Abstract:
Fresh water scarcity has attracted farming communities to utilize wastewater for irrigation. Municipal wastewater (MW) enriched with diverse contaminants including heavy metals is still preferred due to higher concentration of plant nutrients, continuous availability and low cost. Vegetables irrigated with such
water usually contain high contents of heavy metals, which are considered harmful for consumers. Treated wastewater application for irrigation of vegetables can be an effective strategy to minimize health risks associated with the consumption of contaminated vegetables. Present study was conducted at Pir Mehr Ali Shah, Arid Agriculture University, Rawalpindi Pakistan with two cultivars of spinach and lettuce. Municipal wastewater was collected following standard procedures from Nullah Lei, Gawalmandi, Rawalpindi, Pakistan and it was treated with two types of trickling filters (TFs) i.e. (1) BT using biological (rice husk, corn cob and wheat straw) and (2) PT using physical (sand, medium, fine and very fine gravel) substrates. Physico-chemical characteristics of all irrigation treatments and soils were determined with (MF, PTF, BTF, TWF and GF) and without NPK supplementation (MW, PT, BT, TW and GW). Leafy vegetables i.e. lettuce [leaf (L1), ice-berg (L2)] and spinach [desi palak (S1), lahori palak (S2)] were analyzed for metal accumulation in roots and leaves, plant growth/productivity and biochemical parameters in all treatments. Physico-chemical parameters (pH, NO31-N, COD, PO43-) and five heavy metals (Ni, Mn, Cu, Co and Cd) exceeded irrigation standards in MW whereas the rest of the six parameters and seven metals were within allowable limits.
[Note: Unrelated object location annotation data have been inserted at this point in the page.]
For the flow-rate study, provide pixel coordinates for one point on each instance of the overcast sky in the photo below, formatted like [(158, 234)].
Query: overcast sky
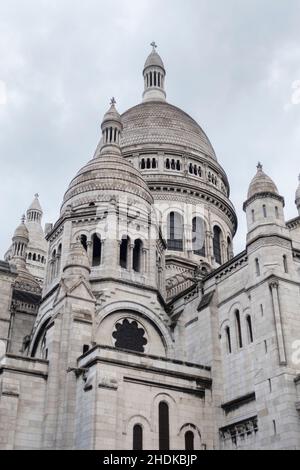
[(233, 65)]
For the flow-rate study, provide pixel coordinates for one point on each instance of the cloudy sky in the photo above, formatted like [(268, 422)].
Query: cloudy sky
[(234, 65)]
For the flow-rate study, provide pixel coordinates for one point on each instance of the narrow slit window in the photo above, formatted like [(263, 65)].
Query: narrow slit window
[(239, 329), (164, 431)]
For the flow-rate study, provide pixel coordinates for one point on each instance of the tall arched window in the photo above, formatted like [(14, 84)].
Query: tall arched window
[(228, 339), (124, 252), (175, 231), (164, 429), (285, 264), (217, 244), (199, 236), (137, 437), (137, 256), (96, 260), (58, 259), (249, 328), (229, 249), (189, 440), (239, 329), (265, 211), (257, 267)]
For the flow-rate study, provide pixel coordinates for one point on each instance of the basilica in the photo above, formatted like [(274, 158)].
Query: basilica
[(130, 323)]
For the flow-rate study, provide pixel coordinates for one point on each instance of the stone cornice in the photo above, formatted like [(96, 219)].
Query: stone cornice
[(263, 196)]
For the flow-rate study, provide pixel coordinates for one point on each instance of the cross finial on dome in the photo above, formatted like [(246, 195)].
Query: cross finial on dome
[(154, 45)]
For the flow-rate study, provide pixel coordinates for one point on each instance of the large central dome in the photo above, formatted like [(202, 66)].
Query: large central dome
[(157, 122)]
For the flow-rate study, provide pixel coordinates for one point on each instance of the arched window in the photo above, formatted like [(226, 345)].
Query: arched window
[(124, 252), (52, 265), (137, 256), (58, 257), (229, 248), (285, 264), (265, 211), (217, 245), (96, 260), (239, 329), (249, 328), (257, 267), (137, 437), (83, 239), (228, 339), (189, 440), (198, 227), (175, 231), (164, 431)]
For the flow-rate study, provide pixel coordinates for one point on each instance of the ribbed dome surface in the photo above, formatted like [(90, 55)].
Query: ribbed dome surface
[(104, 173), (158, 123), (262, 183)]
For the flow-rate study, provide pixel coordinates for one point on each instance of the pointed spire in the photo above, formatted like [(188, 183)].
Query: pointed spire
[(111, 130), (20, 242), (154, 77)]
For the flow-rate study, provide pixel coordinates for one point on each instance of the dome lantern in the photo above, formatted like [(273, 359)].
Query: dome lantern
[(297, 200), (35, 212), (20, 241), (111, 130), (154, 77)]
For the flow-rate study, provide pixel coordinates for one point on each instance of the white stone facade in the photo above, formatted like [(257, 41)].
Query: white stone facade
[(135, 325)]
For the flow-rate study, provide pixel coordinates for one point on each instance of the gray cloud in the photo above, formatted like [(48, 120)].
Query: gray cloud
[(231, 65)]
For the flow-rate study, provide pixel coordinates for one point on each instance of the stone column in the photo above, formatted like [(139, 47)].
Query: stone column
[(274, 287), (144, 263), (102, 252), (209, 245), (130, 256), (90, 251)]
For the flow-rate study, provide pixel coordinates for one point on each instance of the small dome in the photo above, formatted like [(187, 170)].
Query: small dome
[(21, 231), (154, 60), (77, 257), (261, 183), (35, 205)]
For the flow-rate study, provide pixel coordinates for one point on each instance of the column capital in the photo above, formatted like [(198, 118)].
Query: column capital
[(274, 284)]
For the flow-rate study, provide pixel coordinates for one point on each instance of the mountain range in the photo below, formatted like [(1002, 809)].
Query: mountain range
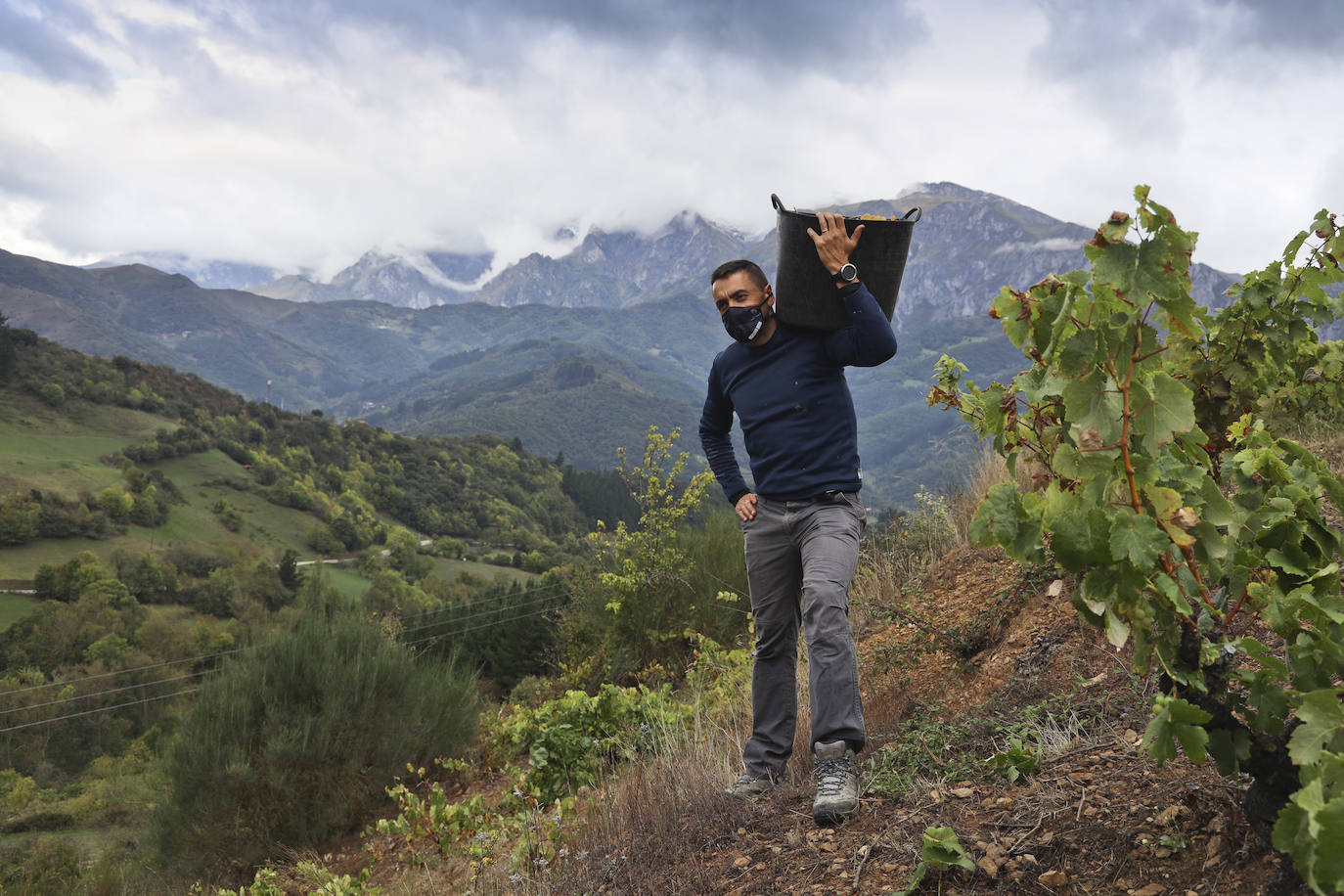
[(575, 355)]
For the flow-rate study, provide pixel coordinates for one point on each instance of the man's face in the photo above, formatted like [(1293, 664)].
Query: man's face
[(737, 291)]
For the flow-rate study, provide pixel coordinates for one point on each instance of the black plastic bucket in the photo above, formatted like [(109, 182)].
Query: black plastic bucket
[(805, 295)]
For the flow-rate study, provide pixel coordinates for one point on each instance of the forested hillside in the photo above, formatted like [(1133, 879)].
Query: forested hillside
[(575, 355)]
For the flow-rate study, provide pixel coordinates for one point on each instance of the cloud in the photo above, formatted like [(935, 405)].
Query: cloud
[(39, 38), (781, 35), (301, 133)]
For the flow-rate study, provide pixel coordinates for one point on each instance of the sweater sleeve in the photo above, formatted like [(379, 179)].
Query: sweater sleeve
[(869, 338), (715, 438)]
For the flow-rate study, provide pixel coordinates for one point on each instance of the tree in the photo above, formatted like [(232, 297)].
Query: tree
[(637, 602)]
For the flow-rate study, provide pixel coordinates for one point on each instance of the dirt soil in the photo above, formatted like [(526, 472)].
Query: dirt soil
[(1098, 817), (967, 650)]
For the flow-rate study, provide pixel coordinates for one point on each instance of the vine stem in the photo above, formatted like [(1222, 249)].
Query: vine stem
[(1136, 503)]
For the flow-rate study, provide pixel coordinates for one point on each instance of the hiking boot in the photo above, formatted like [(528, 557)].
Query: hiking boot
[(837, 784), (750, 784)]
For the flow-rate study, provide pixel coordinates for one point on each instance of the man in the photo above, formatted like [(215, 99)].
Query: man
[(802, 521)]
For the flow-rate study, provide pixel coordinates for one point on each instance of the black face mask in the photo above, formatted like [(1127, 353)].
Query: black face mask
[(743, 324)]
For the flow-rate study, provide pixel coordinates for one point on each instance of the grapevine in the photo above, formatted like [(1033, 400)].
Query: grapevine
[(1154, 438)]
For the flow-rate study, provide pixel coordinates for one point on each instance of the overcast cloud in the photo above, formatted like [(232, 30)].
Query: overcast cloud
[(300, 135)]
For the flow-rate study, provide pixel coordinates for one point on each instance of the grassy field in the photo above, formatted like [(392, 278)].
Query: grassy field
[(449, 569), (61, 450), (58, 450)]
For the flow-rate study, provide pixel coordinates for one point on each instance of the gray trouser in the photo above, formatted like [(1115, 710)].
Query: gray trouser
[(801, 557)]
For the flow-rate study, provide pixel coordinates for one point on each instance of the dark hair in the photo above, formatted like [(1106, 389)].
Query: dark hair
[(728, 269)]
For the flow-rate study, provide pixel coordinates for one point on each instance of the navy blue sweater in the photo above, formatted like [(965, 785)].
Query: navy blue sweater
[(793, 403)]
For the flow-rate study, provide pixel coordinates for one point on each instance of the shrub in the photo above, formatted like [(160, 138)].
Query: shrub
[(298, 741), (53, 394)]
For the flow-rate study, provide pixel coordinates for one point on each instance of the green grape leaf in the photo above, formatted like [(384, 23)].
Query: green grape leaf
[(1171, 409), (1181, 720), (1117, 630), (1139, 539), (1080, 353), (942, 849), (1232, 749), (1003, 518), (1322, 722)]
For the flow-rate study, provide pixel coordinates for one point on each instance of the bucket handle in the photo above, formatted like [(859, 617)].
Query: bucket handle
[(916, 209)]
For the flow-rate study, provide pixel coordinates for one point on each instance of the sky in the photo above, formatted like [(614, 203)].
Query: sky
[(300, 133)]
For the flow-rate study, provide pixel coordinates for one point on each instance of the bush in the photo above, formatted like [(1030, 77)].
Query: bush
[(298, 741), (53, 394)]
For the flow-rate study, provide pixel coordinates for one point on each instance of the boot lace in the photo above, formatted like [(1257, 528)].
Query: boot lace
[(832, 776)]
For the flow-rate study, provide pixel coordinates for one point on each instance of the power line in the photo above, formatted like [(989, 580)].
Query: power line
[(100, 694), (89, 712), (121, 672), (488, 625), (485, 612), (498, 600)]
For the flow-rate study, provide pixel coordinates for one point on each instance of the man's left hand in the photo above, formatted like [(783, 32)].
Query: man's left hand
[(833, 244)]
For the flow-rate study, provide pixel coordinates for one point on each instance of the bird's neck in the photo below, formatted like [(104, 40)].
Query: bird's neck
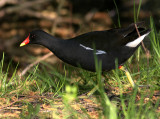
[(53, 44)]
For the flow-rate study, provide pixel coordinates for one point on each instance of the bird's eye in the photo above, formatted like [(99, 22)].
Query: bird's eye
[(33, 36)]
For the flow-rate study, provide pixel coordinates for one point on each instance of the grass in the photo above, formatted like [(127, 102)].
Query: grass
[(46, 92)]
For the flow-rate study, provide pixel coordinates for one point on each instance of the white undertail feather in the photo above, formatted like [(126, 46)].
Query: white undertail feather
[(136, 41), (98, 52)]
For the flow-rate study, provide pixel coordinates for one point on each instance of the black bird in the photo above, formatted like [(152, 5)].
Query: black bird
[(108, 45)]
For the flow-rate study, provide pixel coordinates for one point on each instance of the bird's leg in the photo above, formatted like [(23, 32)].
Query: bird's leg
[(95, 88), (128, 75)]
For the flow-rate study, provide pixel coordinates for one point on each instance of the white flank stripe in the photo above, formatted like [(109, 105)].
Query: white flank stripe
[(136, 41), (98, 52)]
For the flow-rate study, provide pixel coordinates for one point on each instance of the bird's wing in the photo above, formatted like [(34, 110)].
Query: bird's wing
[(109, 39)]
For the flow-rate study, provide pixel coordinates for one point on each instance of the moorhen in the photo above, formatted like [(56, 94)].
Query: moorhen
[(108, 45)]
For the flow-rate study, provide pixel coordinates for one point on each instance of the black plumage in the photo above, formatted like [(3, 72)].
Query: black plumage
[(107, 45)]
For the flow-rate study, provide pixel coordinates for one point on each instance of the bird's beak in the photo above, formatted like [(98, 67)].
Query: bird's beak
[(25, 42)]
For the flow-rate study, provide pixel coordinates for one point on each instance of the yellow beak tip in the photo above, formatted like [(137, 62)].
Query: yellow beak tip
[(22, 44)]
Physico-chemical parameters of correspondingly irrigated soils were within safer limits of soil standards except two metals (Cu and xxi
Cd) which were above safer limits due to wastewater irrigation. Among studied vegetables higher metal accumulation was recorded in S1 (Pb, Co, Zn) and S2 roots (Ni, Cu, Cr) in MW and MF treatments respectively compared to control treatments. Higher accumulation in leaves was found in S1 (Pb, Mn, Cr) and S2
(Ni, Zn, Fe, Cu, Co, Cd) in MW and MF respectively. Bioconcentration factor (BCF) for all metals was recorded higher in all vegetables roots in MW whereas S1 (MW) and S2 (MF) leaves in respective treatments. Significant human health risk is speculated on ingesting heavy metal hyperaccumulating S1 and S2 in MW and MF
treatments respectively. The BT treated water showed remarkable reduction in all physico-chemical parameters, particularly heavy metals compared to PT and values of studied parameters closely matched with TW. All studied soil parameters in PT, PTF, BT, BTF, TW and TWF were found within safe limits due to irrigation with treated water. Root and leaf metal accumulation was again recorded higher for S1 and S2 in PT and PTF treatments compared to BT, BTF, TWF and TW revealing better wastewater treatment efficiency in trickling filter containing biological substrates. Similarly BCF for metals and health risks in adults and children were
only found in spinach in PT and PTF treatments while no risk was found in BT and TW treatments. Lettuce was found less metal hyperaccumulating compared to spinach. In this study, fertigative efficacy of municipal wastewater (MW) was recorded but at the cost of human health risk and risk pattern was; S2>S1>L1>L2.